Monter à Paris pour descendre aux enfers
Le voilà qui quitte sa province, bien décidé à empoigner la vie, certain de conquérir Paris. Jeune poète en quête de reconnaissance, Lucien de Rubempré débarque dans la capitale en compagnie de sa protectrice et amante Louise de Bargeton, une bourgeoise cherchant elle aussi à échapper à l'étroitesse d'Angoulême. Mais très vite, la cousine de cette dernière, la puissante marquise d'Espard, va lui faire comprendre qu'elle aurait tout intérêt à se débarrasser de l'encombrant jeune homme, qui n'a pas de manières. Il se voyait déjà en haut de l'affiche mais, à cause d'un geste malheureux lors de sa première soirée à l'opéra, le voici banni des salons mondains.
A la suite de sa rencontre avec Etienne Lousteau, qui a, lui aussi, dû renoncer à ses aspirations littéraires, le voici engagé comme rédacteur au sein d'un petit journal où la déontologie est une notion inconnue. Tout y est à vendre, notamment les critiques des pièces de boulevard.
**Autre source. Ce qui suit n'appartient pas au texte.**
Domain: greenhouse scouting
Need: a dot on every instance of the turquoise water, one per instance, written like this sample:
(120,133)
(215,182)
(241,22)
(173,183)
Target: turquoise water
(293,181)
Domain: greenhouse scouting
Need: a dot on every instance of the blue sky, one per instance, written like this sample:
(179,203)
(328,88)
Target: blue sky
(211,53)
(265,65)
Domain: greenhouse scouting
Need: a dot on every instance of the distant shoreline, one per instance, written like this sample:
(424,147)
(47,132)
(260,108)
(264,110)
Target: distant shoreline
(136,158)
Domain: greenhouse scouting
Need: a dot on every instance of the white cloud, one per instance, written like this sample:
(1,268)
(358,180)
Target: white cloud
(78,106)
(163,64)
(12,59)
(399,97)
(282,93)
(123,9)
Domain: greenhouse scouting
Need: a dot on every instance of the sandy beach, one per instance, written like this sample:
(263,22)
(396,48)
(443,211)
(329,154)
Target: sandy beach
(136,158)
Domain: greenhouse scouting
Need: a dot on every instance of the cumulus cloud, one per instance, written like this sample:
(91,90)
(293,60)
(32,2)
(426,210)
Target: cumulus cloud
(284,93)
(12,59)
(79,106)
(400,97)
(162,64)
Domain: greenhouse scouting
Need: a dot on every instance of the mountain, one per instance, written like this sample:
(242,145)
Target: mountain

Un soir, après une première triomphale – car les applaudissements, eux aussi, se monnaient –, Lucien rencontre la belle Coralie, une comédienne peu farouche. Originellement publié en trois parties,
Illusions perdues est probablement le roman le plus imposant de La Comédie
humaine, ce vaste ensemble de textes de natures diverses que Balzac a écrits entre 1829 et 1850. L'écrivain y observe la déliquescence d'une société obsédée par la réussite, la notoriété et l'argent. Il y avait là, forcément, matière à un film certes d'époque, mais évoquant frontalement les turpitudes du monde contemporain. C'est d'ailleurs là qu'est la grande réussite de l'adaptation qu'en signe Xavier Giannoli. Ce qu'il montre d'une presse sans scrupules, de personnages amoraux prompts à retourner leur veste et de jeunes ambitieux prêts à toutes les compromissions pour se faire un nom a quelque chose de vertigineux.
Lors d'une leçon critique autour de la table d'un éditeur, Lucien apprendra à dire tout et son contraire d'un livre fraîchement paru. Tant et si bien qu'au final, il ne saura plus ce qu'il pense réellement. Une fois ses illusions perdues, parviendra-t-il à garder une certaine forme d'intégrité? Porté par un excellent casting au coeur duquel brille Benjamin Voisin, un acteur charnel et sauvage déjà repéré l'an dernier chez François Ozon (Eté 85), le long métrage de Giannoli impressionne par la qualité de sa reconstitution et la puissance de sa mise en scène, comme un incessant ballet des corps et des idées. Pour le réalisateur, le récit résonne comme un cri du coeur sur la nécessité de protéger, au sein d'un monde dévoyé, ce qu'il reste de beau et d'authentique.